« Qui voudrait d’une boiteuse avec un gamin à traîner derrière ? » criait-il derrière elle.

Sasha et sa fille se sont précipitées dans la cour pour mettre enfin un terme à leur relation avec le mari. Celui-ci, ivre, hurlait derrière elles :

— Prends tes affaires et ne remets plus jamais les pieds dans ma maison ! Je ne veux plus te voir ! À quoi bon une infirme traînant un enfant ? Tu ramperas à mes pieds si tu veux revenir.

Sasha a accéléré le pas pour ne rien entendre, malgré sa boiterie et la pluie torrentielle.

Elle avait planifié sa fuite dès la journée précédente : quitter cet époux alcoolique et rejoindre des proches dans le village voisin.

Quand son mari devenait agressif, les voisines tentaient de le calmer, mais en vain — dès qu’il buvait, on aurait dit qu’un démon l’habitait.

Avant le mariage, Sasha vivait chez de lointains parents. Sa boiterie congénitale était compensée par sa beauté. Ceux-ci l’avaient mariée de force à Piotr pour se débarrasser d’elle, sans jamais se soucier de l’amour ou du respect.
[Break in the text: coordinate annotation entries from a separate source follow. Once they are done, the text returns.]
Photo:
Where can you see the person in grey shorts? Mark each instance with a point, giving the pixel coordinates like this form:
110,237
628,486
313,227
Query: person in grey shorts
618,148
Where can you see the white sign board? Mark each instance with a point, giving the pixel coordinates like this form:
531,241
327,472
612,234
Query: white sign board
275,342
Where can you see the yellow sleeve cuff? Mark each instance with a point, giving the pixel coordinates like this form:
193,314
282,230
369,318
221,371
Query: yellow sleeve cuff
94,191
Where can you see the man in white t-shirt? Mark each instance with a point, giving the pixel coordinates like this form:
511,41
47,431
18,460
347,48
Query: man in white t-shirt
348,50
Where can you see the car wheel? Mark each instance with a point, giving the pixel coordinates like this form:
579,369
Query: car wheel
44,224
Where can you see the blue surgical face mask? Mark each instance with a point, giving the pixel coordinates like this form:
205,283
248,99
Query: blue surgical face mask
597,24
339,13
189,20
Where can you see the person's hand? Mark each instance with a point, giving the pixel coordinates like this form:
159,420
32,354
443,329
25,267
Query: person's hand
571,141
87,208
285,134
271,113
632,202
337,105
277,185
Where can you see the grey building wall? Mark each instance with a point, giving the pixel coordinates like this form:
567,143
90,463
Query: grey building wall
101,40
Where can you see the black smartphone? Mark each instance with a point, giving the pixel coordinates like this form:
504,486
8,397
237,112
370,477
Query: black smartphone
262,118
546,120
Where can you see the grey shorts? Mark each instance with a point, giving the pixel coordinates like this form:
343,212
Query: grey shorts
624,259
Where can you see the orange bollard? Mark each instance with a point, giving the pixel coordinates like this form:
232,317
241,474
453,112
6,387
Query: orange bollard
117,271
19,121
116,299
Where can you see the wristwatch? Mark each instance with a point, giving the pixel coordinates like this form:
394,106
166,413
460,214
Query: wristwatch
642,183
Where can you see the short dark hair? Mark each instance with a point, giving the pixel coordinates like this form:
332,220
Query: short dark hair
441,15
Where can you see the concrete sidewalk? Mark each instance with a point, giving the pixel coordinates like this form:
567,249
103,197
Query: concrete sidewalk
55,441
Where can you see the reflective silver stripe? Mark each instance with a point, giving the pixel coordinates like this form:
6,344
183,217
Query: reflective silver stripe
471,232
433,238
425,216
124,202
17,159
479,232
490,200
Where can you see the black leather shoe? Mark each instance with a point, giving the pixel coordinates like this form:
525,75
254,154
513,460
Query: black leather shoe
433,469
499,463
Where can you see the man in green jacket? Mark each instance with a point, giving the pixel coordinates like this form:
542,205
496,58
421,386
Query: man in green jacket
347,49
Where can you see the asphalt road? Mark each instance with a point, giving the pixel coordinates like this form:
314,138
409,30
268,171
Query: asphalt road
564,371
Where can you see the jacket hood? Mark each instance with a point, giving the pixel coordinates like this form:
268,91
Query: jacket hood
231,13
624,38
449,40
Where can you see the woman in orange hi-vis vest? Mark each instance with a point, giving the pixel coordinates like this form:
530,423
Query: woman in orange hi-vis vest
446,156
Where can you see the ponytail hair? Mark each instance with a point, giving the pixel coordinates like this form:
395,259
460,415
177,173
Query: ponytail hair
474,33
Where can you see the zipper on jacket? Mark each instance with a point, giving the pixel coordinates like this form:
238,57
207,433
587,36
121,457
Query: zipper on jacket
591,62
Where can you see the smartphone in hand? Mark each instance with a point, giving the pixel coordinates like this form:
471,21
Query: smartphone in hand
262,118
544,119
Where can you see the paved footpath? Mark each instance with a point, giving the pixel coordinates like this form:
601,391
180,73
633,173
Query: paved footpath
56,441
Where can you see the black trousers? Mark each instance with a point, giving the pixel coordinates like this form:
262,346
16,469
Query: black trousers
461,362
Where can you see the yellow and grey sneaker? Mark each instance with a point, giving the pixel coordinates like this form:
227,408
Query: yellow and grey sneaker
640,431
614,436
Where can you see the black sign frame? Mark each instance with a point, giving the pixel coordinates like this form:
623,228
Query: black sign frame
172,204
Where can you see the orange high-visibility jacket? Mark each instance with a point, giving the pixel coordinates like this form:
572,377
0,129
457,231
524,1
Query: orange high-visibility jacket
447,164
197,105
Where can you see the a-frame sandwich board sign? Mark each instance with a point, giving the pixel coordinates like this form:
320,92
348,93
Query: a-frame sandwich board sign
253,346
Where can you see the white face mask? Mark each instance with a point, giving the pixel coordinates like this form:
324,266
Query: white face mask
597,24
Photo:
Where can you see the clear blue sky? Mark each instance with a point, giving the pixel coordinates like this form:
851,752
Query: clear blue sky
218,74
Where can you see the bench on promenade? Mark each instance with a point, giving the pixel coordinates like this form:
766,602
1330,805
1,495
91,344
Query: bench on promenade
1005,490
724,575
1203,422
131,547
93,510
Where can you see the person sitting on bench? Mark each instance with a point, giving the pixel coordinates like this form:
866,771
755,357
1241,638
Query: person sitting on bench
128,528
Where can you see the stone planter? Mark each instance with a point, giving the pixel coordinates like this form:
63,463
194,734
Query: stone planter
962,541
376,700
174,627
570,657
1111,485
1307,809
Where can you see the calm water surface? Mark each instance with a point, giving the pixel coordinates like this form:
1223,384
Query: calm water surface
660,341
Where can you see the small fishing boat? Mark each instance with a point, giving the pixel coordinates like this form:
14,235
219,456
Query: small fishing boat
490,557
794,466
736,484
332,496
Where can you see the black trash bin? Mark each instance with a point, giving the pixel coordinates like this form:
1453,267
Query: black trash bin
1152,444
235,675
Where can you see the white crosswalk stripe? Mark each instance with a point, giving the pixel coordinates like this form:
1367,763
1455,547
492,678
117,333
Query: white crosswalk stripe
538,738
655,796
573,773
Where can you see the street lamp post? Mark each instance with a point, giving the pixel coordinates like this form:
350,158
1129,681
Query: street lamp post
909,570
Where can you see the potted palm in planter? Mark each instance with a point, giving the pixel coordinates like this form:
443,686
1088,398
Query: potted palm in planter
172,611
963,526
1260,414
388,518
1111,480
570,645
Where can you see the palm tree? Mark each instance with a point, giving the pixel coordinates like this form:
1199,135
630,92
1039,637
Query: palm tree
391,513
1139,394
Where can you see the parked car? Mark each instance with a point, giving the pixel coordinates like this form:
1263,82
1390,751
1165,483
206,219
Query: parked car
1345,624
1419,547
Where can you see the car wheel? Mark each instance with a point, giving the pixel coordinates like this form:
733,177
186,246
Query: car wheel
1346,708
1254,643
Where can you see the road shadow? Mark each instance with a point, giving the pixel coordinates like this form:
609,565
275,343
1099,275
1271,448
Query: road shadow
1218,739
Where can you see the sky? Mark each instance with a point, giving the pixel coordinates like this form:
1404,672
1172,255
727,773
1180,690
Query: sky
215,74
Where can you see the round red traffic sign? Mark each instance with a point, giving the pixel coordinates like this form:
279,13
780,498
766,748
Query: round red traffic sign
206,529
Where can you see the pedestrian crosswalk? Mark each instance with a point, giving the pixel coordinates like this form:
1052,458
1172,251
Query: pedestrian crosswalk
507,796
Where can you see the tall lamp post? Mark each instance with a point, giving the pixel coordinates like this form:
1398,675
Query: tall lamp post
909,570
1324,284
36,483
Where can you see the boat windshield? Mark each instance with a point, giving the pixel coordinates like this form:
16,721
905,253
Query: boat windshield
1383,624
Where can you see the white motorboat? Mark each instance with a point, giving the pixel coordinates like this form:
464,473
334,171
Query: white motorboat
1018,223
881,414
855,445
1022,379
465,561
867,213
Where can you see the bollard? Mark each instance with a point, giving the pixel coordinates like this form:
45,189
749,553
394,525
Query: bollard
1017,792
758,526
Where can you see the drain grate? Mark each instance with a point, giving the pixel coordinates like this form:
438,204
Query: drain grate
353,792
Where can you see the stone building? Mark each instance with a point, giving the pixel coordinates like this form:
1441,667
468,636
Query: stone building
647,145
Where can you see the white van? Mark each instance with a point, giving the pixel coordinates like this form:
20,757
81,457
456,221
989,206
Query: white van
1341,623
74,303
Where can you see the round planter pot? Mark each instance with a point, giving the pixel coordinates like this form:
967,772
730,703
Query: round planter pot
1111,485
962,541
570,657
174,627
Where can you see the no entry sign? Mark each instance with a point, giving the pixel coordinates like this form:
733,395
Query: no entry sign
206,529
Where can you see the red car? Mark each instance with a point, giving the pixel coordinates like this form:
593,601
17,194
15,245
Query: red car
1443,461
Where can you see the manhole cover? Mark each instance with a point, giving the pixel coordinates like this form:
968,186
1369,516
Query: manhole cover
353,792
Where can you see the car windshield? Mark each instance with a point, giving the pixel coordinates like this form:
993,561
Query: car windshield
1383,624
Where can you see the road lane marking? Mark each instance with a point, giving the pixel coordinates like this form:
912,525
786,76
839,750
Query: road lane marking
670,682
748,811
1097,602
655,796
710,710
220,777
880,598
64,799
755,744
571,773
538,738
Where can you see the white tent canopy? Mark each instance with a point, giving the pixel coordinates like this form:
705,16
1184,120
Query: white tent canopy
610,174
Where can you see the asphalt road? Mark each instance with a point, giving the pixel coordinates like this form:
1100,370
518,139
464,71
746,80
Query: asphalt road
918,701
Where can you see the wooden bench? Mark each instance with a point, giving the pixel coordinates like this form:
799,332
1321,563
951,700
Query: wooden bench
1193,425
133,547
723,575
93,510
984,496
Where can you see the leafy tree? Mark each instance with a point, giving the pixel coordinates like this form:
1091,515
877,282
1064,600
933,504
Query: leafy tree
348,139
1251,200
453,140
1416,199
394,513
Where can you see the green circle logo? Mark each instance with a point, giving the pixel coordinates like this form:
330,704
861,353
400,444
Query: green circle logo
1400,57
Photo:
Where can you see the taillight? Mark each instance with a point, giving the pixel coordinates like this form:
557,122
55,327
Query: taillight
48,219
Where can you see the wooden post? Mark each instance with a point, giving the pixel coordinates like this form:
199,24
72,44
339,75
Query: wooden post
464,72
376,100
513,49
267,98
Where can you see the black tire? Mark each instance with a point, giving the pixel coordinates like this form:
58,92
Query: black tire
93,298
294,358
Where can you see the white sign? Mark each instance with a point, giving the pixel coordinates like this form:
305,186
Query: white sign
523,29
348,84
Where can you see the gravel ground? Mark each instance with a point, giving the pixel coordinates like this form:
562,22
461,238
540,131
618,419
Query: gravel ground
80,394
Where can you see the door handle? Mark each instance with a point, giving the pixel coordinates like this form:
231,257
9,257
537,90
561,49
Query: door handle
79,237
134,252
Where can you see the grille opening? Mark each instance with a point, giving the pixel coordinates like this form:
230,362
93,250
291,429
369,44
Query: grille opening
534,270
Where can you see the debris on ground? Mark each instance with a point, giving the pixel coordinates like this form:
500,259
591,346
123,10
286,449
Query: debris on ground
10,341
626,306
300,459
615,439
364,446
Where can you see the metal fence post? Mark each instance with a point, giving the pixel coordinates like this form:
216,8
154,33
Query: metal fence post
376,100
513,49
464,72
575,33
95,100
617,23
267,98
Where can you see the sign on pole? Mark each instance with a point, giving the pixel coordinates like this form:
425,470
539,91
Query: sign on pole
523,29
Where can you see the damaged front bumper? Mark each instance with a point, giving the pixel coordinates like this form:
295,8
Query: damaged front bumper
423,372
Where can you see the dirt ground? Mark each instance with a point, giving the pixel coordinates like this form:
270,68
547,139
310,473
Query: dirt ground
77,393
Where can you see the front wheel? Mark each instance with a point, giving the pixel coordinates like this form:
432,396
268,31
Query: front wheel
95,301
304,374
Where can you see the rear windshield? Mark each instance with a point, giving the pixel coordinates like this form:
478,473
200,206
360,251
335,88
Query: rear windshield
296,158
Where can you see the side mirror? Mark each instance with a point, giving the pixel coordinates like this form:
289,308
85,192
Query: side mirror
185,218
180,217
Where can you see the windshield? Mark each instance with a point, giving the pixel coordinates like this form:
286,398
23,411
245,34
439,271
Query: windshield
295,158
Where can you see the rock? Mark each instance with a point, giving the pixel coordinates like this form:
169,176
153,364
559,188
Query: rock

Peu importait qu’il boive, qu’il agitât les bras et qu’il humilie la pauvre Sasha.

Après la naissance de leur fille, la situation s’est détériorée. Chaque jour, son mari rentrait ivre et la frappait violemment. Les mots cruels abondaient, et Sasha pleurait chaque matin, sans personne pour la défendre.

Elle espérait que ses parents l’accueilleraient, car elle n’avait nulle part où aller. Chassée tard le soir, elle s’est retrouvée à attendre des heures à l’arrêt de bus, tous les transports étant déjà partis.

Au bout d’un moment, un 4×4 s’est arrêté :

— Quel drôle d’horaire pour voyager avec un enfant ! Et ce temps affreux !

Le conducteur s’est d’abord agacé, mais en voyant le visage en larmes de Sasha, il a compris la gravité de la situation. Il ne prévoyait pas d’aller dans le village où elle se rendait, mais il n’a pas pu la laisser là.

— Ne pensez pas de moi que je suis un mauvais bougre, c’est la vie qui a voulu cela, s’est défendue Sasha avant de lui raconter son histoire.

Elle n’avait plus confiance en personne et avait besoin de se confier. Le conducteur, nommé Sergueï, lui a demandé :

— Chez qui vas-tu ?

— Chez des proches. Ils ne seront peut-être pas ravis, mais je n’ai pas d’autre solution.

Arrivés à destination, Sergueï est resté un moment sur la route. Il pressentait que la famille de Sasha ne l’accueillerait pas. Et il avait raison : on hurlait si fort que les murs tremblaient.

Sergueï a alors proposé à Sasha et à sa fille de venir chez lui, sachant qu’elles n’avaient pas d’autre refuge. Elles ont vécu deux semaines chez lui : l’air pur, le lait frais, les fruits du jardin et l’espace dégagé leur ont plu. Sasha a aidé aux travaux de la ferme, ne voulant pas être un poids. Pendant ce temps, Piotr, ivre, n’a même pas remarqué leur absence.

Au bout de quelques semaines, Sasha est retournée chez elle avec Sergueï pour récupérer ses affaires. Il est resté sidéré en apercevant dans la cour un 4×4 de luxe, suscitant la curiosité des voisins.

Quand ils ont vu Sasha, tout le monde a été surpris par son changement : élégante et souriante, elle marchait au bras d’un homme grand et sûr de lui. En guise d’adieu, elle lança à Piotr :

— Tu vois, je ne suis pas perdue, même boiteuse. Et un enfant n’est pas un obstacle ! Toi, tu es resté au même point. Vis ta vie comme tu l’entends.